Następnym krokiem w kierunku integracji była wspólna wycieczka do Kazimierza. Zwiedzanie, rejs po Wiśle, a potem wspólny obiad – to najciekawsze, ale nie jedyne punkty programu. Wspaniała atmosfera i zadowolenia uczestników to doskonałe preludium do naszych olsztyńskich wyjazdów!
Odwiedzone miejsca:
1. Maciejowice – wspomnienie ostatniej bitwy Tadeusza Kościuszki (pomnik w rynku)
2. Puławy – spacer po kompleksie pałacowo-parkowym Izabeli z Flemingów Czartoryskiej
3. Kazimierz – historia miasteczka i najnowszych zabytków:
8 lipca 2014 roku odwiedziliśmy też siedzibę ZASP mieszczącą się w starej kamienicy przy Alejach Ujazdowskich. Po białych marmurowych schodach weszliśmy na pierwsze piętro, gdzie w Sali im. Gustawa Holoubka obejrzeliśmy autorski spektakl o św. Kindze – „Cunegundis Ducissa Cracoviae (Kunegunda księżna krakowska – świeckość w świętości) w wykonaniu Jolanty Juszkiewicz. Inspirację spektaklu stanowi portret świętej Kingi (XIII w.), księżnej krakowskiej, zasłużonej w historii naszego kraju. Monodram przedstawia świecki aspekt świętej, jej oddanie i wkład w sprawy naszej ojczyzny. Jolanta Juszkiewicz przedstawiła św. Kingę jako kobietę interesu, dyplomacji i świata polityki, którą współczesne Polki chętnie widziałyby w roli ich liderki.
Spektakl wywarł na widzach ogromne wrażenie. Po monodramie, w klimatycznej kawiarni „U aktorów” przy pysznej kawie, w towarzystwie aktorki, rozmowom nie było końca.

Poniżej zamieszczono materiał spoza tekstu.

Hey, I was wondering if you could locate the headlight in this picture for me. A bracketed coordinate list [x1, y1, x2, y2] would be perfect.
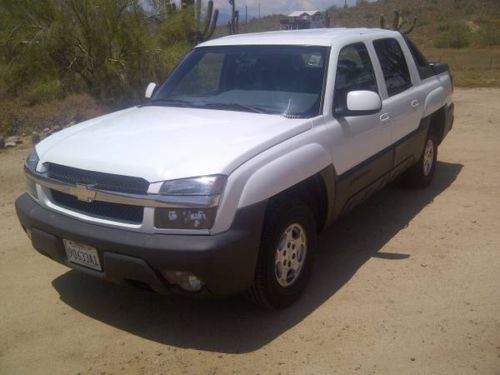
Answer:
[24, 149, 40, 199]
[155, 175, 227, 229]
[25, 149, 40, 172]
[160, 175, 227, 195]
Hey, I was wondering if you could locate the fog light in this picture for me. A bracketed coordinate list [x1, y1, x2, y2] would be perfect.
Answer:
[25, 177, 38, 199]
[155, 207, 217, 229]
[163, 271, 205, 292]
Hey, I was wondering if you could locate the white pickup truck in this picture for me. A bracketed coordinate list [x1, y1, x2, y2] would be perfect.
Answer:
[16, 29, 453, 309]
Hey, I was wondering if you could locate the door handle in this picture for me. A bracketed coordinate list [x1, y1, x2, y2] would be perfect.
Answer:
[380, 113, 391, 122]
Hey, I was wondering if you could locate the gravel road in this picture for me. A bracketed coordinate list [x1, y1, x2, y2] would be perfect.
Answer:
[0, 89, 500, 375]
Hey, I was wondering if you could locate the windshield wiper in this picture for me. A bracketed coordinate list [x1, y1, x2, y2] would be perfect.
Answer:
[149, 99, 193, 107]
[199, 103, 269, 114]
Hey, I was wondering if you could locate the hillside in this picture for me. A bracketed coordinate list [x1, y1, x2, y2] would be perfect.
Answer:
[216, 0, 500, 87]
[329, 0, 500, 48]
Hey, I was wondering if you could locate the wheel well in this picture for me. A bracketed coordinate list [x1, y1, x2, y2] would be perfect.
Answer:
[271, 173, 328, 233]
[429, 107, 446, 145]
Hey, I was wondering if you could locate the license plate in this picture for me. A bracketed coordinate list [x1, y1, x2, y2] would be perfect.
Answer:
[63, 240, 102, 271]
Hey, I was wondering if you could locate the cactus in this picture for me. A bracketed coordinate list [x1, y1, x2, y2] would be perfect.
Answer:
[380, 10, 417, 35]
[227, 0, 240, 35]
[194, 0, 219, 43]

Podczas kolejnych zajęć w projekcie zadbaliśmy o dusze i ciała naszych beneficjentów. Zachęciliśmy ich do odkrywania mocnych stron, odnajdywania w sobie potencjału, o którym nawet nie wiedzieli i wykorzystania go w przyszłości podczas warsztatu „Każdy ma coś do zaoferowania innym”. Pan Tomasz Szustakiewicz (firma openminder.pl) pracował z uczestnikami nad ich motywacją do działania w projekcie, i nie tylko. Wspólnymi siłami beneficjenci odkrywali, co mogą zaoferować innym i jak być potrzebnymi. Każdy dzień w projekcie przynosi im okazję do sprawdzania tej wiedzy w praktyce.
Po spotkaniu z coachem przyszedł czas na chwilę refleksji nad własnym zdrowiem. Dietetyk, Anna Lewandowska, wprowadziła uczestników w tajniki zdrowego odżywiania – co jeść, by było smacznie i zdrowo? Jakie produkty wprowadzić do codziennej diety, a które stanowczo odrzucić? W zdrowym ciele, zdrowy duch – jak mówi przysłowie, a nasi beneficjenci za chwilę będą potrzebowali naprawdę dużo energii!